15. A method of treatment of cancer comprising the steps of

screening a patient with a cancer according to a method comprising the steps of

i) determining in a tumor sample obtained from a patient an expression level ELAi-ELAn of one or several genes GAi-GAn representative of human adaptive immune response and an expression level ELIi-ELIn of one or several genes Gli-GIn representative of human immunosuppressive response,

ii) comparing the expression levels ELAi-ELAn and ELIi-ELIn determined at step i) with predetermined reference values ELRAi-ELRAn and ELRIi-ELRIn selected such as said predetermined reference values separate a panel of patients with a cancer into two groupings according to the expression level of said genes and to survival of patients according to Kaplan Meier curves analyses and associated logrank p values

iii) concluding whether the patient has a good (level higher than the predetermined reference value) or a bad (level lower than the predetermined reference value) adaptive immune response and a good or a bad immunosuppressive response and, if said patient is a good responder for each of a human adaptive immune response and a human immunosuppressive response, then

providing the patient with an appropriate anti cancer treatment.
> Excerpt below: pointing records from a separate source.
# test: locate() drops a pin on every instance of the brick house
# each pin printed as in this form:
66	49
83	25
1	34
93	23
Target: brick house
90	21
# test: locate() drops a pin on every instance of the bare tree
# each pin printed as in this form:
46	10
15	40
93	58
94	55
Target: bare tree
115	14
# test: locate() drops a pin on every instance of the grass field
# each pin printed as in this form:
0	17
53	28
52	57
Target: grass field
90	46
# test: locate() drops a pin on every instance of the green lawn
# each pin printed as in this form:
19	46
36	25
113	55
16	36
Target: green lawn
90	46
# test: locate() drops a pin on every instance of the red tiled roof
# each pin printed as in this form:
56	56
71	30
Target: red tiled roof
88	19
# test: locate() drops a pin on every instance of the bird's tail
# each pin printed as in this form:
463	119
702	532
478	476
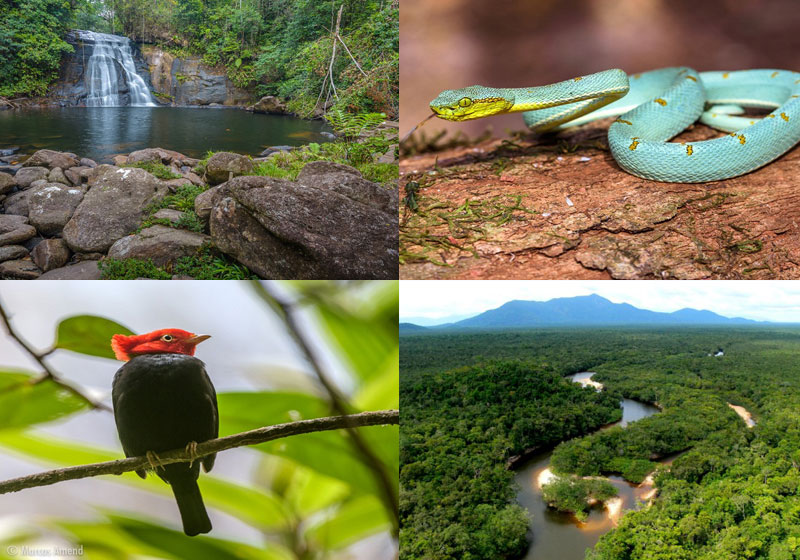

16. The kit of claim 13, wherein said pair of genes representative of the human adaptive immune response and the human immunosuppressive response are selected from the group consisting of: CCL5-REN; CCR2-IL17A; CCR2-REN; CD247-IL17A; CD247-REN; CD3E-REN; CD3G-IL17A; CD3G-REN; CD8A-IL17A; CD8A-REN; CX3CL1-CTLA4; CX3CL1-IHH; GZMA-PF4; GZMA-PROM1; GZMA-REN; GZMA-TSLP; GZMA-VEGF; GZMB-REN; GZMH-IL17A; GZMH-REN; GZMK-REN; IFNG-IL17A; IL15-CD274; IL15-CTLA4; IL15-IHH; IL15-TSLP; IL15-VEGF; IRF 1-REN; ITGAE-IL17A; ITGAE-REN; PRF1-REN; STAT1-REN; TBX21-REN; GZMK-PDCD1; CD247-CD274; PRF1-PDCD1; CCR2-PF4; CD247-PDCD1; CD3E-PDCD1; CCR2-CD274; CCR2-PDCD1; CCL5-PDCD1; CD3G-PDCD1; CD8A-PDCD1; TBX21-PDCD1; CD3G-IHH; CD3G-PF4; CD3G-PROM1; GZMB-PDCD1; GZMH-PDCD1; STAT1-PDCD1; STAT1-PF4; CD247-PF4; CD247-CTLA4; CD3G-CTLA4; CD8A-CTLA4; PRF1-CTLA4; CCL5-CTLA4; TBX21-CTLA4; STAT1-IHH; CD247-IHH; CD247-PROM1; PRF1-PF4; CD3G-TSLP; CCR2-IHH; CCR2-CTLA4; IFNG-CD274; GZMB-CTLA4; IFNG-PDCD1; CXCL11-IL17A and CXCL11-REN.